Y en mi lista de coincidencias con Gnolam, destaco dos más. La primera, que algunas de las mecánicas más polémicas de D&D4 fueron copiadas y pegadas en D&D5 y esta vez la gente las recibió sin protestar (¿curación total al final del día, estás ahí?).

La segunda: que D&D4 fue injustamente criticado y vapuleado, en ocasiones por gente que ni se molestó en leerlo ni en entenderlo. Que era un reglamento que sí enamoraba y que era infinitamente más D&D que Quinta Edición. Que consiguió que sus clases de personaje no destacaran por su poder o por su falta de equilibrio sino que eran escogidas en función del papel que el jugador quisiera desarrollar para dicho personaje.  Que tuvo una edición, Essentials, que debió salir primero, porque estaba mucho más pulida y era mucho más accesible que la original. Y que a lo largo de su vida tuvo varias cosas que no hemos visto ni por asomo en Quinta. Para empezar, D&D Insider, una suite digital que contenía una doble publicación mensual, las revistas digitales Dragon y Dungeon, (herederas de sus difuntas hermanas en papel), que eran fantásticas y que añadían muchísimo contenido: un compendio online donde consultar cualquier regla: y el Character y Monster Builder para poder hacer tus personajes y monstruos al milímetro. Todo ello por 10 euros al mes.
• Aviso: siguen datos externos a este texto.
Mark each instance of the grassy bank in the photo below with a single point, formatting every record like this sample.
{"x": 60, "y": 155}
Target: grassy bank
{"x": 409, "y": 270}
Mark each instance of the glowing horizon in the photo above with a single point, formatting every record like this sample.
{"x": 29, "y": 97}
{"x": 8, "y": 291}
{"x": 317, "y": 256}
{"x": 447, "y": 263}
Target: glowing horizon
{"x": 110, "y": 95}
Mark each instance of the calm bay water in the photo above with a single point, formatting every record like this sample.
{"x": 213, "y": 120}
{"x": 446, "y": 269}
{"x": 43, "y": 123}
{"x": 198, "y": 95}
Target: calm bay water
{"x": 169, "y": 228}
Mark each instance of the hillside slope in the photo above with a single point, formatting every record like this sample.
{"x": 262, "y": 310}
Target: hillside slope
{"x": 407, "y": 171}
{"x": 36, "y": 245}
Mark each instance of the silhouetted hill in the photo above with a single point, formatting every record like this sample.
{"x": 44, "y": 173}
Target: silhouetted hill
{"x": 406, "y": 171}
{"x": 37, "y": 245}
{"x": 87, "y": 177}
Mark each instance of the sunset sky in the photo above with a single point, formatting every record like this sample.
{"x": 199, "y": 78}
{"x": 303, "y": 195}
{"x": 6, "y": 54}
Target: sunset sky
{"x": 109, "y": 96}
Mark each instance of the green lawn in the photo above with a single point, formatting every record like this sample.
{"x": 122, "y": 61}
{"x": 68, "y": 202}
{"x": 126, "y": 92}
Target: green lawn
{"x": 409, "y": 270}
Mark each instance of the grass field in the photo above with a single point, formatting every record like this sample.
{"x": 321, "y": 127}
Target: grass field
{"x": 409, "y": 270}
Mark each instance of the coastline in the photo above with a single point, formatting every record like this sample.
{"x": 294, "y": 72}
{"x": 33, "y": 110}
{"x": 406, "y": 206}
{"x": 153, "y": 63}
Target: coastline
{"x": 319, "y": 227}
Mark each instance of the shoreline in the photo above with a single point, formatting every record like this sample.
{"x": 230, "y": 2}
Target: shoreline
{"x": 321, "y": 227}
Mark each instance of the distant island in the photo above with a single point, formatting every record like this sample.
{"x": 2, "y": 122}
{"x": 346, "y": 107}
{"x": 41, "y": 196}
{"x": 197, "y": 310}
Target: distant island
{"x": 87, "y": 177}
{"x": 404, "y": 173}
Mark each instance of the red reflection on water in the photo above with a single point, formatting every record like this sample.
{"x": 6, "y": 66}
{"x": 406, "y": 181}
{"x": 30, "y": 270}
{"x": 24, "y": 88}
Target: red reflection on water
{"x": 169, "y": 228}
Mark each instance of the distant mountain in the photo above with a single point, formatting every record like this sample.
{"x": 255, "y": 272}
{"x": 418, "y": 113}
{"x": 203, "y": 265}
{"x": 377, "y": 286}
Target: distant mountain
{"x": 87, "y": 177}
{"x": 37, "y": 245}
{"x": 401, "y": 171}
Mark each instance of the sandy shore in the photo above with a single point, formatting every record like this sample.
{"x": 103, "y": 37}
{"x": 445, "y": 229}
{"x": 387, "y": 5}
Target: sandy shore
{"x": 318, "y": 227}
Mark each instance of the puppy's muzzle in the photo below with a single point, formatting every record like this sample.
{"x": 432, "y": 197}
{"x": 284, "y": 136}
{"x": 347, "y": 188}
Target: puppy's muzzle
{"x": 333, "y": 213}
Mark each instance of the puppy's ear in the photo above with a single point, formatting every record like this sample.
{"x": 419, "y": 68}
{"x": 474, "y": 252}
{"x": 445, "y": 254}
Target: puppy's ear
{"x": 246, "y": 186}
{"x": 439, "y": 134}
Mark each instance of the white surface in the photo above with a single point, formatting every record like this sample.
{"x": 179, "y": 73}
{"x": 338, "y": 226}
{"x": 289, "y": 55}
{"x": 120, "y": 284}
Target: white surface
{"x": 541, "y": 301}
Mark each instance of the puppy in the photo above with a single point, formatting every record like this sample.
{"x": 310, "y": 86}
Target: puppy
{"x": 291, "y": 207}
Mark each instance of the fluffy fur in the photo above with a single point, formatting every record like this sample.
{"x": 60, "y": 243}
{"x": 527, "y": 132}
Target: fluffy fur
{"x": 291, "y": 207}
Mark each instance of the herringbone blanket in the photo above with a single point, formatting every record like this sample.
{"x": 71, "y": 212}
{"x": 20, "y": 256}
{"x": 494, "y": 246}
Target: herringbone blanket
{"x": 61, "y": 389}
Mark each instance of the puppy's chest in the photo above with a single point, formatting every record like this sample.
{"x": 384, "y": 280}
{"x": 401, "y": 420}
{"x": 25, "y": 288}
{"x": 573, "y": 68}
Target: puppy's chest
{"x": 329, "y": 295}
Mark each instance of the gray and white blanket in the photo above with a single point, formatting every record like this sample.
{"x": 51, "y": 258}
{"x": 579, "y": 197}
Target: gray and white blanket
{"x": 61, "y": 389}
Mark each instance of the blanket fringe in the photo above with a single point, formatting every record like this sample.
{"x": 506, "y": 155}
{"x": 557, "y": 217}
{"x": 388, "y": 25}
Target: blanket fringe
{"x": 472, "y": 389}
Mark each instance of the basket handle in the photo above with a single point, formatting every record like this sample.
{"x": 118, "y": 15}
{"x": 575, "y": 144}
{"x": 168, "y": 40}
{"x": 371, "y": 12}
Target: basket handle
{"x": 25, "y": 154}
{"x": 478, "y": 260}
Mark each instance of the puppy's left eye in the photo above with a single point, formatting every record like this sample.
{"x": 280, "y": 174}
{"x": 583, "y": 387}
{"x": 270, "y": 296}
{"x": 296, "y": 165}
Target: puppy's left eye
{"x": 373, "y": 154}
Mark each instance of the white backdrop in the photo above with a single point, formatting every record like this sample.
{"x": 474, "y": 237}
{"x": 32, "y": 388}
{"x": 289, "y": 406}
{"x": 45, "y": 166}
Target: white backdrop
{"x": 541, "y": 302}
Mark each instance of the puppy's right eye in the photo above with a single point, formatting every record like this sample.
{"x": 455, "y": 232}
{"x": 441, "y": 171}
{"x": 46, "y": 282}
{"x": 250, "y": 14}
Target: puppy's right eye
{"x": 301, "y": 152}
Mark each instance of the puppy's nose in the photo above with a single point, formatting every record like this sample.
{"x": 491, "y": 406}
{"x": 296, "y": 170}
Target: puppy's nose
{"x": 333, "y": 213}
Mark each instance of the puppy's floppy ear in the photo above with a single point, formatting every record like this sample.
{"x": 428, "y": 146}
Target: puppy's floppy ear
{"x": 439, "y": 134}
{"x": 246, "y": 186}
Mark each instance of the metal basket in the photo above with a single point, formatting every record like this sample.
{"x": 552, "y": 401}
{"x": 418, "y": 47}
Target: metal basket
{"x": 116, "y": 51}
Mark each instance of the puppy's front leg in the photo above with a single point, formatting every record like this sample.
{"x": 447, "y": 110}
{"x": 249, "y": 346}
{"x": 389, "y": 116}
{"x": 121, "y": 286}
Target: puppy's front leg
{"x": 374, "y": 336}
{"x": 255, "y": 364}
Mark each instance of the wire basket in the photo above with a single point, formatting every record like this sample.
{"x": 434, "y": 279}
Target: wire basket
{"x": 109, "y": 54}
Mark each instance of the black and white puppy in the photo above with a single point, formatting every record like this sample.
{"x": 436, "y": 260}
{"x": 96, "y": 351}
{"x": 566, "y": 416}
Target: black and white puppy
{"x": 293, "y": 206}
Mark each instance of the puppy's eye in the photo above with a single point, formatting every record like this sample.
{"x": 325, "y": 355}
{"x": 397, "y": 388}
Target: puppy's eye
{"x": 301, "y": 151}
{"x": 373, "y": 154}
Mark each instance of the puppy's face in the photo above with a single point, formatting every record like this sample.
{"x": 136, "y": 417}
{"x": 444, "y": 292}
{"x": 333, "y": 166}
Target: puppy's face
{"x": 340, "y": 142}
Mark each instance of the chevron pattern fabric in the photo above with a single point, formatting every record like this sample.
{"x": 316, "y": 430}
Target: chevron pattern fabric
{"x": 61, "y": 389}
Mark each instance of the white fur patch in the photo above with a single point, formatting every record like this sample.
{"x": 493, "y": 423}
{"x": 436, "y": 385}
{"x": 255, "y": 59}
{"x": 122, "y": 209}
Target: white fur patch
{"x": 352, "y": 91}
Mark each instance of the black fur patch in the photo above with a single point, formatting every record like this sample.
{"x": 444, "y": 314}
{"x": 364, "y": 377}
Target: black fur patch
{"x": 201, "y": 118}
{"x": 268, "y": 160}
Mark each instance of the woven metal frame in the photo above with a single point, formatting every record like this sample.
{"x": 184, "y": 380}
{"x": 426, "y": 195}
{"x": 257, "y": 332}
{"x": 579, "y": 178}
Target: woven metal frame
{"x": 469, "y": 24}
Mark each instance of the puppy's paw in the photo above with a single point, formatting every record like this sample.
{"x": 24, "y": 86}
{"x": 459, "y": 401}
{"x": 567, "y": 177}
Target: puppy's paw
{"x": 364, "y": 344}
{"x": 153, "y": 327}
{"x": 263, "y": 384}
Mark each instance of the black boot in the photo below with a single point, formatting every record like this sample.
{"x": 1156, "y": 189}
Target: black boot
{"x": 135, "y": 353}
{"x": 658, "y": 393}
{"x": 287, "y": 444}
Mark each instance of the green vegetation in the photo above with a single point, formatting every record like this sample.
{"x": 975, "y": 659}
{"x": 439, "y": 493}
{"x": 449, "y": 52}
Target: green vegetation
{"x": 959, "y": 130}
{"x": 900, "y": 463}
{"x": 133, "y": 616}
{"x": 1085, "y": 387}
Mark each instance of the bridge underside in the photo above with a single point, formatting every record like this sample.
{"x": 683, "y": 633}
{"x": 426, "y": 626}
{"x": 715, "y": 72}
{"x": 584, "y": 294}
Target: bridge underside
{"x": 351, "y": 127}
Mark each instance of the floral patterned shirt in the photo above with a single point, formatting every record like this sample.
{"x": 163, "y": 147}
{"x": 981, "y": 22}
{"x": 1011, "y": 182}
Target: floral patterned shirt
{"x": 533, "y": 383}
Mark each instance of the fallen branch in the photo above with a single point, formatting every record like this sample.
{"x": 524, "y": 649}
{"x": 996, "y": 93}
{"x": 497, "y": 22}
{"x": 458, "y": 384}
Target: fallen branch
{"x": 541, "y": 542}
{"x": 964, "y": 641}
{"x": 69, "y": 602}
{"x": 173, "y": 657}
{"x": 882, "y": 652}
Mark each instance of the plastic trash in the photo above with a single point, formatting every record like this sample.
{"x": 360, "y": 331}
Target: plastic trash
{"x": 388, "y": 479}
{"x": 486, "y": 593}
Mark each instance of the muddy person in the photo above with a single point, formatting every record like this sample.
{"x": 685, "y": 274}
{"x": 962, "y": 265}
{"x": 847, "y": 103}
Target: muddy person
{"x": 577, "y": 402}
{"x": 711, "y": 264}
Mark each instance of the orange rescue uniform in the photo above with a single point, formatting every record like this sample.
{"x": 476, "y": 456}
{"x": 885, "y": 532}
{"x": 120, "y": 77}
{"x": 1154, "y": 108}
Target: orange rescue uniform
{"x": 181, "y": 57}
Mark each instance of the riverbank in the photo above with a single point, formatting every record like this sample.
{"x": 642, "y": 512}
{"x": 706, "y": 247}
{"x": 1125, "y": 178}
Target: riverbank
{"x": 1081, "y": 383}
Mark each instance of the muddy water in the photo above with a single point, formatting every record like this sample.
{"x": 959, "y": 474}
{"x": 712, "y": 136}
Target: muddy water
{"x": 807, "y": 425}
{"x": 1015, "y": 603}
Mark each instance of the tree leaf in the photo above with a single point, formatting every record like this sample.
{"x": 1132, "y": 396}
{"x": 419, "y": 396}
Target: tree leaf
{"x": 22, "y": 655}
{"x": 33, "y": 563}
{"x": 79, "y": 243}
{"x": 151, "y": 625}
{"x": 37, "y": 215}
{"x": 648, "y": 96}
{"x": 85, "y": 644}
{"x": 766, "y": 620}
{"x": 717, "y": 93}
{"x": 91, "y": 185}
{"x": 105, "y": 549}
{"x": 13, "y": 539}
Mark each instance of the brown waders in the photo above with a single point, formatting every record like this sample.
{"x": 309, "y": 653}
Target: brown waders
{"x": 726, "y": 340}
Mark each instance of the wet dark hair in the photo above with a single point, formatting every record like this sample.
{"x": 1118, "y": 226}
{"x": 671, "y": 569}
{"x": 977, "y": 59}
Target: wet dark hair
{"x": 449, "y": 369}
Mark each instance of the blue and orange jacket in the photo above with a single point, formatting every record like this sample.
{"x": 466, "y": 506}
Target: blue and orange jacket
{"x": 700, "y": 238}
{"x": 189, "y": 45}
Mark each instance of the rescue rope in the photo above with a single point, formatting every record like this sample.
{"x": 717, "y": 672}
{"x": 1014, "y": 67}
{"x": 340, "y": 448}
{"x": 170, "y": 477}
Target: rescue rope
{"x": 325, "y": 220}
Pero además,  D&D4 lanzó algunos de los mejores suplementos editados jamás para D&D. Neverwinter Campaign Setting, que era una campaña para niveles 1-10 interconectada con el juego online Neverwinter (que aún se juega hoy en día). O The Shadowfell, un compendio que describía la Urdimbre Sombría de forma espléndida. Por no mencionar la cantidad de manuales de apoyo describiendo nuevas razas y clases. Era virtualmente imposible no encontrar el personaje que uno imaginara.

Hello D&D4 my old friend.

De la misma forma que no creo volver a D&D5 terminada mi campaña, he pensado muchas veces en volver a dirigir en D&D4. Porque D&D4 sí que me enamoró. Y esto se explica, quizás, con una aseveración polémica por mi parte: la narración la ponen los jugadores y los DM’s. Yo no necesito ni preciso un sistema que me de “herramientas” para potenciar la narratividad. Yo necesito un sistema que me haga vibrar con sus opciones. Quizás por eso estoy esperando Pathfinder 2 como agua de … agosto, y he vendido mi copia de Dungeon World.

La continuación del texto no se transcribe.